# Ein mahnendes Beispiel



## Zacky (1. Juli 2013)

Hallo liebe Forianer...

Das es in den letzten Tagen doch immer wieder zu Besatzfragen mit Kois und deren angesprochener Teichgröße gekommen ist, möchte ich an dieser Stelle mal ein Foto hochladen.

Auf diesem Foto sieht man leider ganz deutlich, was die Haltung in viel zu kleinen Teichen verursachen kann. Auch dieser Koi wurde als Junior in einen kleinen Teich gehalten und nun nach 5 Jahren sieht es dann leider so aus. 

 

Der Fisch lebt jetzt seit diesem Frühjahr bei mir im Teich, da er für seinen Vorbesitzer zu groß wurde. 
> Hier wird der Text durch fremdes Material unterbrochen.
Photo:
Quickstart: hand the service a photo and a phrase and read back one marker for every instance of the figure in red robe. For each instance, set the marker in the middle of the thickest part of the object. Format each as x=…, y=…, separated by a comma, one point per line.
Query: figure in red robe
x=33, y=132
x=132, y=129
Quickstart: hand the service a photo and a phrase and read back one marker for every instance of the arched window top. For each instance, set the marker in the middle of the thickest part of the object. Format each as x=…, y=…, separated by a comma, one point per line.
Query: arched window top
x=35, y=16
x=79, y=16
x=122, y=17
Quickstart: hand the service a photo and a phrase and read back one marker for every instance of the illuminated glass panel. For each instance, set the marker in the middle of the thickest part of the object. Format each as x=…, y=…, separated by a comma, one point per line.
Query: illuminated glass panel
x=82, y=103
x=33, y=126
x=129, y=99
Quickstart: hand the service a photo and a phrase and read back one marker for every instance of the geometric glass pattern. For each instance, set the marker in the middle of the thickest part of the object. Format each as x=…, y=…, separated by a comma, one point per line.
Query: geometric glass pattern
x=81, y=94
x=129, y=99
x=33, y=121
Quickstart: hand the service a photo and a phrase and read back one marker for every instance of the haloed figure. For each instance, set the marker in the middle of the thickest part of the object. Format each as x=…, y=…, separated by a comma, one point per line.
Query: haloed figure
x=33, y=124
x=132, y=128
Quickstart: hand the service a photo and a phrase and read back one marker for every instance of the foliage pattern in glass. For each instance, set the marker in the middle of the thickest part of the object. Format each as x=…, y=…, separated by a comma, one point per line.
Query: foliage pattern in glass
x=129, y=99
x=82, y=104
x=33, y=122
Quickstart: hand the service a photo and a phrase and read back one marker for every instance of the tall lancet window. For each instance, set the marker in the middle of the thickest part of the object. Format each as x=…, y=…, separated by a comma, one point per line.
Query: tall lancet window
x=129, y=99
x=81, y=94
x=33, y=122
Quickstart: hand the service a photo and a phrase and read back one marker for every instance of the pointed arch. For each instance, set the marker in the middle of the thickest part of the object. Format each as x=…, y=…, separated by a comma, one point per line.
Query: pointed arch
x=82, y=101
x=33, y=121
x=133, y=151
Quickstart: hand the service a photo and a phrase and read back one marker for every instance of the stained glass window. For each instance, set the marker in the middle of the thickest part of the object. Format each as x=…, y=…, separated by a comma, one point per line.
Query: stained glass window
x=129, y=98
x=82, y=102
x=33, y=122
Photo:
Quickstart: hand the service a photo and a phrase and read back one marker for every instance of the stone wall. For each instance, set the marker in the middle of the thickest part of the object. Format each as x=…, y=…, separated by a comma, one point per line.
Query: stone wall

Daher die Bitte an alle Koi-Interressenten im Planungsstadium*....große Teiche mit ordentlichem Volumen und entsprechender Tiefe...*:beten:beten:beten:beten*...und das von Anfang an...*

Wenn die Koi erst einmal Verwachsungen bekommen, und gerade im jungen Stadium, ist das für's Alter nicht förderlich ~ aber dann wird es erst sichtbar...:?

DANKE


----------



## bayernhoschi (1. Juli 2013)

*AW: Ein mahnendes Beispiel*

Hallo Zacky,
ich hoffe die Leute verstehen durch deinen Beitrag was sie den Fischen antun :beten
Danke dafür.
Und leibe Koiinteressenten: Informieren, Nachfragen und Tipps auch beherzigen!
Nur bitte nicht in der Tierabtl. im Baumarkt!!!!!


----------



## Christine (2. Juli 2013)

*AW: Ein mahnendes Beispiel*

Danke fürs zeigen - vielleicht kann Mandy ja auch noch mal ihr "Adoptivkind" zeigen.


----------



## lotta (2. Juli 2013)

*AW: Ein mahnendes Beispiel*

Wie groß /klein, war denn der ursprüngliche Teich, dieses armen Kerlchens?


----------



## Zacky (2. Juli 2013)

*AW: Ein mahnendes Beispiel*

Der Teich war vielleicht 3m lang, 1m breit und und knapp 40cm tief. Es war so ein ganz formales eckiges Becken. Der frühere Halter war auch eher unwissend über Koi und deren späterer Größe, er hat wenigstens reagiert ~ aber leider für den Großen einfach zu spät. :? 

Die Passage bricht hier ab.